Già nei miei intenti iniziali la copertina non voleva essere una didascalia del titolo, ma un’opera d’arte che rispecchiasse in massimo grado i sentimenti profusi nel creare i contenuti. Non avrei mai pensato di aspirare però a tanto. In copertina c’è un’opera di uno dei più grandi artisti contemporanei: Settimio Benedusi. Non lo ringrazierò mai a sufficienza per questo. Settimio non ha bisogno chiaramente di alcuna presentazione, essendo entrato di prepotenza da svariati decenni nella storia della fotografia internazionale. In questa mia dilogia discografica, “Colori a occhi chiusi”, in cui mi interrogo su cosa vediamo noi a palpebre abbassate, e conseguenzialmente in questo “Occhio destro”, “Roma non si rade”, prima parte della dilogia, che attiene maggiormente alla sfera metafisica, ho l’opportunità di adottare questa koiné fotografica, figlia di un occhio così potente, puro, perché pulito dai dogmi, e perché ogni giorno si interroga sull’utilità dello sguardo fotografico. Dopo aver firmato importantissimi servizi per il Corriere della Sera e per i principali giornali italiani, Settimio quattro anni fa ha deciso di andare a piedi da Milano a Imperia, città dove è nato e dove io risiedo, senza soldi, per capire se barattando le sue fotografie sarebbe riuscito realmente ad arrivare a destinazione. Ha deciso di sopportare il costo dell’Arte sulla sua stessa vita, per capire se fosse o meno adeguato il suo cimento. E c’è riuscito. Chi avrebbe avuto il coraggio di farlo? Chi realmente lo ha fatto? Mentre qualche hobbysta era impegnato ad apporre la dicitura “photographer” sui ritratti di qualche modella col vestito della festa o peggio ancora spogliata male, Settimio si interrogava sull’utilità della fotografia camminando a piedi tra due città lontane mettendo in discussione tutto, il suo lavoro e se stesso. Questo è il vero senso della bellezza. Questo è il vero senso dell’Arte.

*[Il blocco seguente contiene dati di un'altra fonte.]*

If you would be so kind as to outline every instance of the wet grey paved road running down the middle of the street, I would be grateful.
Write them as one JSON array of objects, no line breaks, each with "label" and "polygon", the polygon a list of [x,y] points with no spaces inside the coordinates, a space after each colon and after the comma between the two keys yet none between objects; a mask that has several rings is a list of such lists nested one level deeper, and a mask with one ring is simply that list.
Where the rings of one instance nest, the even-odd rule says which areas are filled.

Ho notato come al reggae hai destinato un concetto sociale. O quasi insomma… perché? Semplice gusto oppure è un qualche tipo di citazione?
Hai notato bene, è qualcosa che mi porto dentro da sempre, come un fattore endemico del carattere musicale. Per me il reggae è la vibrazione musicale che mi fa sentire più vicino alla natura. Quindi non solo è divertimento, ma anche e soprattutto tempo per riflettere. Se rifletto posso non posso fare a meno di pensare alla diseguaglianza sociale, il vero motore di tutte le macro-problematiche mondiali.

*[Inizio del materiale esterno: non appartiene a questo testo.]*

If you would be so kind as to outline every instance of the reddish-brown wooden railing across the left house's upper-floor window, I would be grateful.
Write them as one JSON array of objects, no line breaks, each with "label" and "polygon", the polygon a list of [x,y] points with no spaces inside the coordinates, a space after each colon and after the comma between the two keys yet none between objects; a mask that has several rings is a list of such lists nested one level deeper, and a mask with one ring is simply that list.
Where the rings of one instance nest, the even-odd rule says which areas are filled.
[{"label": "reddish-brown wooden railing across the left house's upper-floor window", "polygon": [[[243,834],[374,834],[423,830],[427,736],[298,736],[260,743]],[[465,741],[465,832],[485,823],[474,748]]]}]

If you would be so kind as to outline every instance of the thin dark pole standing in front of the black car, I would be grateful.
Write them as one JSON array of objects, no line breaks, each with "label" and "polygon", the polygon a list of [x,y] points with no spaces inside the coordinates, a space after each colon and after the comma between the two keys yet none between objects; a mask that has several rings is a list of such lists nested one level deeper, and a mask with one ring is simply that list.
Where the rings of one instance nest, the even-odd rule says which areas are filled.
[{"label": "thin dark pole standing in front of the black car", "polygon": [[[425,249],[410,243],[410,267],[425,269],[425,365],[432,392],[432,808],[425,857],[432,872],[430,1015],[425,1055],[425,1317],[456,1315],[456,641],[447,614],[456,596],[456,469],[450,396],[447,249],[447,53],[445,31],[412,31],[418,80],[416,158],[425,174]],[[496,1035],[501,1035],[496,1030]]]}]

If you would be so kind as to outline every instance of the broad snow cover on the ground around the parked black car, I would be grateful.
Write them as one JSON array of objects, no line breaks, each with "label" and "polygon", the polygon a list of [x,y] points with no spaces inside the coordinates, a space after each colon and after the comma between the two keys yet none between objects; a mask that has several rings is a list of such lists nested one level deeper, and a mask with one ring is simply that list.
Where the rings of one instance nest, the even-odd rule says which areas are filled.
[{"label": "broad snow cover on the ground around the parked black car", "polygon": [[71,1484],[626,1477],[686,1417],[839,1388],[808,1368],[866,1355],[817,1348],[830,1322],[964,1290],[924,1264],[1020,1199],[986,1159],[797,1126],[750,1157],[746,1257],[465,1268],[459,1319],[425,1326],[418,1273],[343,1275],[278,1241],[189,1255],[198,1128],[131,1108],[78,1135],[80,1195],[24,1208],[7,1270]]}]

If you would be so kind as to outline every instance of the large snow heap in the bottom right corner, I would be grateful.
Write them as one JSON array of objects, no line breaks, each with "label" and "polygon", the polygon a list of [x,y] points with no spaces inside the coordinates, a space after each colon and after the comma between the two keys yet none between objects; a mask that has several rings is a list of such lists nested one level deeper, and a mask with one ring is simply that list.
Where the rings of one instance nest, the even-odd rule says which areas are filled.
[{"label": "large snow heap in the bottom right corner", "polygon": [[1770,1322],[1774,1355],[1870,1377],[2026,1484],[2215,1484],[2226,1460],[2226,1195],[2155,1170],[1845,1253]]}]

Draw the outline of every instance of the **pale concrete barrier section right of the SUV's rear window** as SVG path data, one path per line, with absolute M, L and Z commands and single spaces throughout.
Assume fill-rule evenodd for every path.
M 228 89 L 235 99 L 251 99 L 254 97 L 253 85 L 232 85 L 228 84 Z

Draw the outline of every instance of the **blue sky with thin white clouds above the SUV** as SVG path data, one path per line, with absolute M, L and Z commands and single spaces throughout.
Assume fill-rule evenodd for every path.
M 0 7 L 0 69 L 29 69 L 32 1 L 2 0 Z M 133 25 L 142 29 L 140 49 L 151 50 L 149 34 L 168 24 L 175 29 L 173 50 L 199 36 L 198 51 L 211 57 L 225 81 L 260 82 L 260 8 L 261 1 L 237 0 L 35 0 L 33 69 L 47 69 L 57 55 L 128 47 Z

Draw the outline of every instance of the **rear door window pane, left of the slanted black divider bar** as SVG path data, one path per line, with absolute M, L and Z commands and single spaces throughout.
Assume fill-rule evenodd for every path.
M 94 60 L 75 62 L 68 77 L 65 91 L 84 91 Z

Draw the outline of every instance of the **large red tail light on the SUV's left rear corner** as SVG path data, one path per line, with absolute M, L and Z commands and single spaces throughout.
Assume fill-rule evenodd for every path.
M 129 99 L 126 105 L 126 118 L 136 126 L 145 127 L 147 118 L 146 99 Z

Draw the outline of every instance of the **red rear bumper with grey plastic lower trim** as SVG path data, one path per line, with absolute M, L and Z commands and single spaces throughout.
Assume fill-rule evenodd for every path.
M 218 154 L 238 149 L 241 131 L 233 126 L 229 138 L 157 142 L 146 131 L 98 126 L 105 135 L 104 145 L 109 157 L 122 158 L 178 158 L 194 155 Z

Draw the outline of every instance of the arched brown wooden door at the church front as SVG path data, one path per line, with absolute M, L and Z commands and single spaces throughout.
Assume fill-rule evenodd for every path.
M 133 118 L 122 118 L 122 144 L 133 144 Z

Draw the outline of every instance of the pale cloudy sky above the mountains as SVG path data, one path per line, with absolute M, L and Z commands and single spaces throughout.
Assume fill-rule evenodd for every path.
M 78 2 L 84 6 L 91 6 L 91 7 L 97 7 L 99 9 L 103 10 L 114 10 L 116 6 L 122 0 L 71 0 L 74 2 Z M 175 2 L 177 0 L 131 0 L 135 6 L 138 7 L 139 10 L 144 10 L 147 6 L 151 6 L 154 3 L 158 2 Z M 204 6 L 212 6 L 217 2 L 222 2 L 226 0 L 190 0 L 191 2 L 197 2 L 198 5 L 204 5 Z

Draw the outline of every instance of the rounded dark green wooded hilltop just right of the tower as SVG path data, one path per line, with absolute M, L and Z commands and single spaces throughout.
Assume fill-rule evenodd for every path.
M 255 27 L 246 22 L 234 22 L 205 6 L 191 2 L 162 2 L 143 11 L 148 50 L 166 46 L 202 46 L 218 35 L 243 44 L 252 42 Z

Queste nuove canzoni arrivano oggi per quale motivo secondo te? In genere un cantautore associa sempre l’arrivo di ispirazione e di forza nel realizzare un’opera ad un motivo personale… sbaglio?
Il motivo è banale, personale ma ampiamente condiviso: lo stop forzato dovuto al lockdown, la necessità di fare i conti con se stessi. C’è chi l’ha vissuto molto male questo momento. Io, a dirti la verità, pur nella fortissima preoccupazione e nella tristezza per le tante vittime, a livello personale l’ho vissuto molto bene, recuperando tutto ciò che avevo bisogno di fare uscire e restava sedimentato da troppo tempo. Infatti a questo disco ne seguirà un altro nel 2021.

A chiudere: nel grande circo di distrazione di massa, un disco di raffinate parole come questo, secondo te a chi e come può ancora “rubare” tempo e attenzione?
Intanto ti ringrazio. È una questione molto interessante che mi sono posto anche io, soprattutto dopo confronti con personaggi chiave dell’industria musicale che mi ritenevano abile a un ruolo distinto di intellettuale non appetibile alle masse. Devo dirti che alcune campagne social hanno evidenziato un maggiore riscontro dei miei contenuti nelle fasce più, con un rapporto di proporzionalità addirittura sbilanciato. Questo mi ha dato una rinnovata fiducia in un pubblico fresco e nell’attenzione che le nuove generazioni hanno nei confronti del mio lavoro. Certo, se ci si ostina a cibare il pubblico di invettive sgonfie, nell’ottica di un’ottimizzazione dei costi ormai inutile, la povertà di contenuti e la facilità d’ascolto avrà uno spazio rilevante. Ma se scopri che la proposta di contenuti più curati da un punto di vista letterario e musicale ha un notevole ascolto da parte dei giovanissimi, ti rendi conto che probabilmente è un semplice problema di proposta, e di mancanza di coraggio da parte di chi può farlo.